The 2013 UEFA Women’s Euro kicks off on Wednesday, July 10 in Sweden, the host nation. For viewers in the United States, all games will be shown live on ESPN3.

The venues for the Championship will include the 30,000 seater Friends Arena, which will host the final on July 28. Gamla Ullevi will also host three group matches and one semi-final, Nya Parken will also hold a number of group matches with the other semi-final. The quarter-finals and other group matches will be played in Guldfågeln Arena, Myresjöhus Arena, Arena Linköping and Örjans Vall.

The Germans will be looking to win their eighth title following their Euro 2009 success in Finland, but England will be keen to win their first Euro title after coming so close in the competition four years ago.

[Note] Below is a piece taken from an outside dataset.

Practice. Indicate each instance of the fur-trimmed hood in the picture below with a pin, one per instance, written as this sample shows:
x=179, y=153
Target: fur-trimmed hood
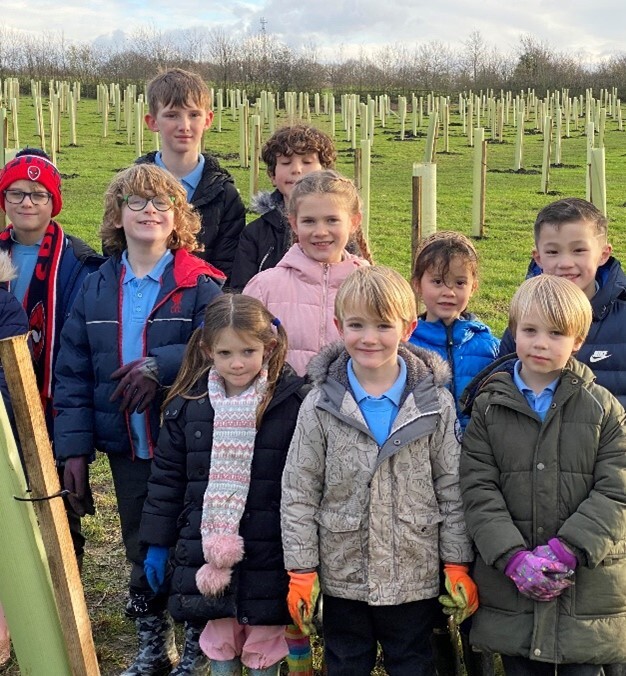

England, ranked seventh in the world, kick off their Euro 2013 against Spain on July 12 and will compete in the same group as France and Russia. Group C could be labeled as the hardest group in the tournament, with France becoming one of the most dominant nations of late. The Euro 2009 quarter-finalists were also impressive in the 2011 World Cup, finishing fourth under Bruno Bini. Russia’s best result in the European Championships is the quarter-finals but they will be fortunate to reach that far this year with the group they’ve been given, the side didn’t qualify for the World Cup in 2011 and have had a replacement coach since. However, Russia’s warm-up matches for the competition have been fairly successful, having only lost once since February.

Germany, one of the most successful teams in women’s football, will begin their campaign against the Netherlands at Växjö Arena. The two nations will compete in Group B with Iceland and Norway. It will be Iceland’s second time in the Euro’s, having competed in the Championship for the first time in 2009. In contrast, Norway are former European, World and Olympic champions and thus one of the most successful national teams

The first match of the tournament will be Italy vs Finland on July 10 at Örjans Vall. The Italians reached the quarter-finals of Euro 2009 and have looked strong under fairly new manager Antonio Cabrini, having remained unbeaten during the qualifying rounds for Euro 2013.

Italy and Finland will share Group A with tournament hosts Sweden and Denmark, who have failed to have much of an impact on women’s football in recent years. The Sweden international side have been granted with hugely generous funds to help develop the side, they are currently ranked sixth in the world, which is also their lowest ever FIFA ranking.

The 2013 Championship will be the final time the competition is held with just twelve teams. From 2017 onwards, 16 teams will compete.